この日は先発の台湾出身右腕、張奕(ちょう・やく)が西武打線を6回3安打8奪三振無失点に抑え今季2勝目を挙げたが、指揮官は「今日のリードは良かった。張も投げやすそうだった」と、8試合ぶりに先発マスクをかぶった若月の配球を褒め上げたのだ。張の140キロ台のストレート、スライダー、カットボール、フォーク、チェンジアップ、ナックルカーブといった多彩な球種を、コース、高低が偏らないように散らし、相手打者に的を絞らせなかった印象だった。

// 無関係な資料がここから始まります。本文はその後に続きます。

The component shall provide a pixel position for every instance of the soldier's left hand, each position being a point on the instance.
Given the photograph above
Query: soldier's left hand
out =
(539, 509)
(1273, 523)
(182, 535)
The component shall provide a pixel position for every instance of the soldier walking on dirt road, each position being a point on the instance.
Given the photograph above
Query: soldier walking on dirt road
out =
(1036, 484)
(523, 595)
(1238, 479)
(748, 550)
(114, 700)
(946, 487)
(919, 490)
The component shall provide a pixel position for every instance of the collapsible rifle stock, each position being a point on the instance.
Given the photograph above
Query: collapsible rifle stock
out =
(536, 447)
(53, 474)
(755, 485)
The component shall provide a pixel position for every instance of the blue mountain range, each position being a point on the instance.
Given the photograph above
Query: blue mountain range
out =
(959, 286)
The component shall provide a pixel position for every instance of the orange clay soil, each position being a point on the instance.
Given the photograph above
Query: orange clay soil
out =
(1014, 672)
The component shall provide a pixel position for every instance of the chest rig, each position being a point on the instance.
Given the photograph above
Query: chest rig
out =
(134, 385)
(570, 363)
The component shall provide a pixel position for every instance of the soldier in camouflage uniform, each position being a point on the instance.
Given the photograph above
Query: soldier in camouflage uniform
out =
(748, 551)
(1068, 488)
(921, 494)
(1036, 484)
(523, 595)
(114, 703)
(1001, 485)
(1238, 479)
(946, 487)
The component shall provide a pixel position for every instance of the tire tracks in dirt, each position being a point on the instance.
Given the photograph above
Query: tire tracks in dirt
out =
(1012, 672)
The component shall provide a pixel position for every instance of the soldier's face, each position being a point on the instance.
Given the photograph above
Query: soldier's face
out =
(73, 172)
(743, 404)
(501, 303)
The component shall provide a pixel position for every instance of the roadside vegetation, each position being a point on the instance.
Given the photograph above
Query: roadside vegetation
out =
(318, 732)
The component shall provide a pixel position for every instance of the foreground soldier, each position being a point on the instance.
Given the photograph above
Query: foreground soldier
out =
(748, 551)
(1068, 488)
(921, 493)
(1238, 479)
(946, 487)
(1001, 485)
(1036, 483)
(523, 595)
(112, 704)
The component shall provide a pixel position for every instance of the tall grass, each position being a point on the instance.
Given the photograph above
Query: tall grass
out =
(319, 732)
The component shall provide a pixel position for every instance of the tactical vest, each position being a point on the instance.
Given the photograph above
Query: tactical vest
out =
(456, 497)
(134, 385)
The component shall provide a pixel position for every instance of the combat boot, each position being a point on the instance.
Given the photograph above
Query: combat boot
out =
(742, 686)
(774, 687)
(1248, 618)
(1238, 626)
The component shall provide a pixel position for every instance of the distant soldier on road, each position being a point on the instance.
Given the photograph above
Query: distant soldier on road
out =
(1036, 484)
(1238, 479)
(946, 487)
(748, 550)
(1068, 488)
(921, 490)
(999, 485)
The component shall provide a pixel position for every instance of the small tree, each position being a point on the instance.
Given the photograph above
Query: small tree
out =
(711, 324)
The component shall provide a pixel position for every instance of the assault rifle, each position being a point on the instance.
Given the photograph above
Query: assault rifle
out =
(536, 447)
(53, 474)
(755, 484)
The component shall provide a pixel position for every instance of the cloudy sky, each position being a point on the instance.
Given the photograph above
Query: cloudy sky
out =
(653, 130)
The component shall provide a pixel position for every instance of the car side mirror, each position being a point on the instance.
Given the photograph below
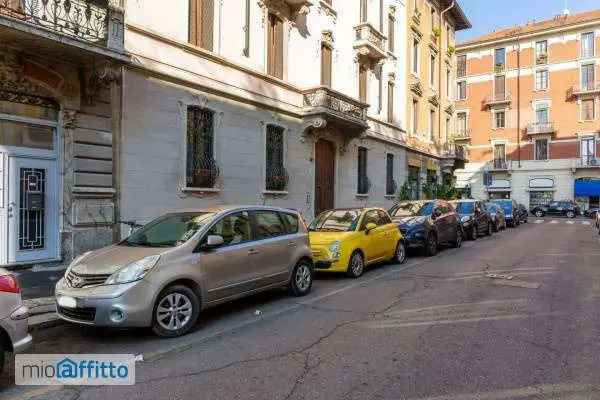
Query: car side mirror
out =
(370, 226)
(213, 241)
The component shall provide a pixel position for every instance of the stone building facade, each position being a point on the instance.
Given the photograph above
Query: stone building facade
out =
(59, 67)
(528, 108)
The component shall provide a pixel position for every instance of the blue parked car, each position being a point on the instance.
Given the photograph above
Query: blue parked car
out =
(512, 214)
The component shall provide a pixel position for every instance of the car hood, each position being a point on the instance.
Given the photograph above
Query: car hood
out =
(411, 222)
(110, 259)
(325, 238)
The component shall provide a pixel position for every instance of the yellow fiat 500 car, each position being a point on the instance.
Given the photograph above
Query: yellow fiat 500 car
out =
(346, 240)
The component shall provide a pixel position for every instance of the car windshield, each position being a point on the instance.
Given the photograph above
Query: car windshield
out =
(465, 207)
(408, 209)
(336, 221)
(169, 230)
(426, 209)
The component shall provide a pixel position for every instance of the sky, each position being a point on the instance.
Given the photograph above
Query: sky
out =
(489, 15)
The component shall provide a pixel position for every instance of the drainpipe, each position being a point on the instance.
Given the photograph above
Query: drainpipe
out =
(440, 68)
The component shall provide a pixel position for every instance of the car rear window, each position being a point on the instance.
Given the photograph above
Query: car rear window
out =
(291, 222)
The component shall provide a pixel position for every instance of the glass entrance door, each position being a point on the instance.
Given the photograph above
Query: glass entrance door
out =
(32, 222)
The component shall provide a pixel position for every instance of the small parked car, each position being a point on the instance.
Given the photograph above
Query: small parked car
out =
(165, 273)
(511, 211)
(497, 215)
(566, 208)
(474, 218)
(14, 331)
(349, 239)
(428, 224)
(523, 213)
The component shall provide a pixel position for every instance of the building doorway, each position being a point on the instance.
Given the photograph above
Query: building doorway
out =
(324, 176)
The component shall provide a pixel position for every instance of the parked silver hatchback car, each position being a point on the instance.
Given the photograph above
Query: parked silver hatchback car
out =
(14, 332)
(166, 272)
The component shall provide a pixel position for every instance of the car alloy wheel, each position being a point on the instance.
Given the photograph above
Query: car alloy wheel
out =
(176, 311)
(302, 279)
(400, 255)
(357, 265)
(431, 245)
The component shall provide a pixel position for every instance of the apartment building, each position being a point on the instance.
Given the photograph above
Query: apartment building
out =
(528, 109)
(59, 111)
(430, 101)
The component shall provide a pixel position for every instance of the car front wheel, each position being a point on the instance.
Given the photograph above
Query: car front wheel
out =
(302, 279)
(400, 255)
(356, 266)
(176, 311)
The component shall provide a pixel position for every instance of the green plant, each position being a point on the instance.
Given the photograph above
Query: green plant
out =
(404, 192)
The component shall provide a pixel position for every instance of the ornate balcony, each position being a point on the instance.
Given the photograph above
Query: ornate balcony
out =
(94, 26)
(370, 42)
(323, 106)
(538, 128)
(587, 88)
(497, 99)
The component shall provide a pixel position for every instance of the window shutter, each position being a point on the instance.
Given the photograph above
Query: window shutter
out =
(207, 24)
(326, 62)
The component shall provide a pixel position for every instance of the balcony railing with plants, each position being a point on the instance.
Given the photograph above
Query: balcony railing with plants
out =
(535, 128)
(87, 20)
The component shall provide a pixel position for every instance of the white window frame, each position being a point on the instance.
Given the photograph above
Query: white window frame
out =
(535, 140)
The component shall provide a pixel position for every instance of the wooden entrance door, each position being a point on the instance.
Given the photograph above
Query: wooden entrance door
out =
(324, 176)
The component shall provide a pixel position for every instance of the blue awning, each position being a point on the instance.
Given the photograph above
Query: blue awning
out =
(587, 188)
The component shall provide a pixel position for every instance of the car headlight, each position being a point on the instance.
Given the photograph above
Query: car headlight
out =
(335, 250)
(133, 272)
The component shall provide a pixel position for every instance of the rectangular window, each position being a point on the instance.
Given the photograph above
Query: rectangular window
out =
(499, 87)
(541, 80)
(587, 45)
(500, 119)
(461, 123)
(326, 63)
(432, 125)
(542, 113)
(363, 184)
(276, 175)
(587, 77)
(461, 88)
(432, 71)
(461, 69)
(415, 56)
(588, 109)
(541, 52)
(541, 149)
(499, 60)
(390, 102)
(415, 117)
(201, 168)
(391, 33)
(363, 11)
(201, 24)
(362, 83)
(275, 47)
(500, 156)
(390, 184)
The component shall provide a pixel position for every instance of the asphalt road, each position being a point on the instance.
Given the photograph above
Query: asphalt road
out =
(434, 328)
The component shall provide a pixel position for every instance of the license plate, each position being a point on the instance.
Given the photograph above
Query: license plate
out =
(67, 302)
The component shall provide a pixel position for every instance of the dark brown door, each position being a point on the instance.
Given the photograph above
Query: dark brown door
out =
(324, 176)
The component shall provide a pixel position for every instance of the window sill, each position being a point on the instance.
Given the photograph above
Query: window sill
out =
(275, 192)
(200, 190)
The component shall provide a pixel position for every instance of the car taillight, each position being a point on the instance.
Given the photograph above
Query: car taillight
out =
(9, 284)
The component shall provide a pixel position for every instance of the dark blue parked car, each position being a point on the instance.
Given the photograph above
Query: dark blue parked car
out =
(511, 212)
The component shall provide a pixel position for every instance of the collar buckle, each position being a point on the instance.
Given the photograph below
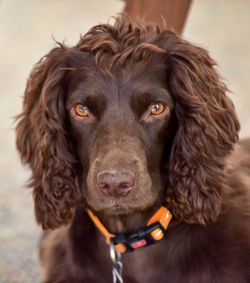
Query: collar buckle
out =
(143, 237)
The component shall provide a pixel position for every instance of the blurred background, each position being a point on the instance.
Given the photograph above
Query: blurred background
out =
(26, 29)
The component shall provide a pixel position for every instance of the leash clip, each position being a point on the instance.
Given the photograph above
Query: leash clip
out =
(117, 263)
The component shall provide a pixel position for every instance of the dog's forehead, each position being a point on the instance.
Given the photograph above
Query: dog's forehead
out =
(121, 83)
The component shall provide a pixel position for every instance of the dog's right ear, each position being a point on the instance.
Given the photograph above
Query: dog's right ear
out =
(42, 140)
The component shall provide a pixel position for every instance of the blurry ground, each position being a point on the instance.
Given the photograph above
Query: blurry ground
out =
(26, 27)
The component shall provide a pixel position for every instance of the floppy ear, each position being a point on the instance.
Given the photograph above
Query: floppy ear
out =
(207, 129)
(42, 141)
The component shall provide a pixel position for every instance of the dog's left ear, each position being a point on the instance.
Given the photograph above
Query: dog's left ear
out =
(43, 142)
(207, 130)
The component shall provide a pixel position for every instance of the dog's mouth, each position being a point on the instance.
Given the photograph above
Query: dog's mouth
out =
(122, 206)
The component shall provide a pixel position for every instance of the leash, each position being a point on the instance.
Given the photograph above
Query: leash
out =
(121, 243)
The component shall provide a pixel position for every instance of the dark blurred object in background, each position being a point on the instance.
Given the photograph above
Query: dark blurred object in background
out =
(173, 11)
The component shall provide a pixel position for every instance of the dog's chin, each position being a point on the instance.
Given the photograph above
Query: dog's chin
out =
(120, 207)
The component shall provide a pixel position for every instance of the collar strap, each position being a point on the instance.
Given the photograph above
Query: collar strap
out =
(148, 235)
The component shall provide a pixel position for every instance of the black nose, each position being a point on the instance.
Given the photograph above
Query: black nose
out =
(115, 183)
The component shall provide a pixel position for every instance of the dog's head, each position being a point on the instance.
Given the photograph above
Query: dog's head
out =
(129, 115)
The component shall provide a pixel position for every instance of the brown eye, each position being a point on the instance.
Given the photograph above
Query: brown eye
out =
(157, 108)
(81, 110)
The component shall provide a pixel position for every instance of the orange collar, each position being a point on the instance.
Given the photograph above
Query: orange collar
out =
(148, 235)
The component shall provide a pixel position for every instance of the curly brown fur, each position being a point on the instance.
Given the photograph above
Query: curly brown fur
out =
(122, 161)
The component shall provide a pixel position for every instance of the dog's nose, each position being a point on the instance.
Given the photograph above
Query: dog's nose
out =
(115, 183)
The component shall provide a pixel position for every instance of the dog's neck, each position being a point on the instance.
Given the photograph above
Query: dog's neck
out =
(119, 224)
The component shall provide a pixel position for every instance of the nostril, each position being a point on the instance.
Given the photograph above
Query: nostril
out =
(104, 186)
(125, 186)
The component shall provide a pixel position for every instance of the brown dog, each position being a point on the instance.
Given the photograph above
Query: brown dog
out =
(129, 116)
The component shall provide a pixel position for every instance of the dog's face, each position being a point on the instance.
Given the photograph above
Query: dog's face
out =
(127, 114)
(121, 127)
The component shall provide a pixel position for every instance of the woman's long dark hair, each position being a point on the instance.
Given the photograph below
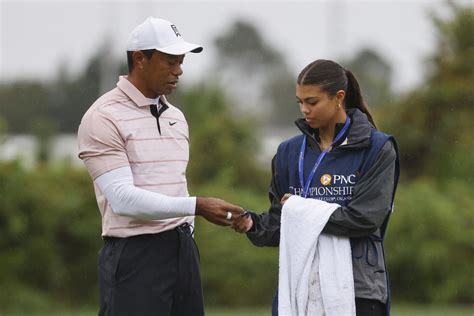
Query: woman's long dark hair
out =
(332, 77)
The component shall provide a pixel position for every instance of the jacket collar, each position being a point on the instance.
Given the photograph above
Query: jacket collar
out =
(357, 136)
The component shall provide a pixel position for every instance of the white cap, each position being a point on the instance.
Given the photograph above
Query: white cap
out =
(161, 35)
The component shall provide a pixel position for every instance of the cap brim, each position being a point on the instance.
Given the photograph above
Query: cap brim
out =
(181, 48)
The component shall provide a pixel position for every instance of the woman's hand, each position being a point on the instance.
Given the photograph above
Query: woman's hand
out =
(242, 223)
(284, 198)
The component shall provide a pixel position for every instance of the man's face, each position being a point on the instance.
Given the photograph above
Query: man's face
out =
(160, 73)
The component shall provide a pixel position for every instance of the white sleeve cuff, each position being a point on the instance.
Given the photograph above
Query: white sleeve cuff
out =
(128, 200)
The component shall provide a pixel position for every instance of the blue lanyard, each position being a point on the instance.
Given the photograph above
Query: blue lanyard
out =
(305, 187)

若月は一昨年オフ、23歳の若さで選手会長に就任し、今後長くチームの屋台骨を支える存在として期待されているが、中嶋代行の就任後、出場機会を減らしている。

オリックス・若月健矢【写真:荒川祐史】

西村政権下では若月の出場機会が多かったが、中嶋監督代行は伏見を多く起用している

西村前監督が指揮を執った8月20日までは、先発捕手は25歳の若月が42試合と圧倒的で、30歳の伏見は6試合、昨季途中に中日から移籍した松井雅は5試合に過ぎなかった。ところが中嶋代行の下では、伏見が30試合、若月は14試合(松井雅は5試合)と逆転している。中嶋代行は若月について「こちらからしたら物足りなさがあった。今日は(リードを)考えてくれたんだなと思います」と語った。

ちなみに、昨季は若月のスタメン出場が116試合を占め、伏見は3試合、松井雅は12試合。他に現DeNAの高城が5試合、飯田が6試合、山崎勝が1試合だった。

「常勝チームには必ず名捕手あり」といわれる。特に、巨人V9時代の正捕手で、西武監督在任9年でリーグ優勝8回、日本一6回を誇った森祇晶氏は伊東勤氏(現・中日ヘッドコーチ)、ヤクルトを常勝球団にした野村克也氏は古田敦也氏を、名捕手に育てたことで知られている。

中嶋代行は現役時代、オリックスの前身である阪急に入団し、西武、横浜(現DeNA)、日本ハムを渡り歩きながら、強肩強打の捕手として29年間にわたって活躍した。オリックスの正捕手を張ったこともあれば、西武で松坂大輔の専属捕手的に起用されたこともあった。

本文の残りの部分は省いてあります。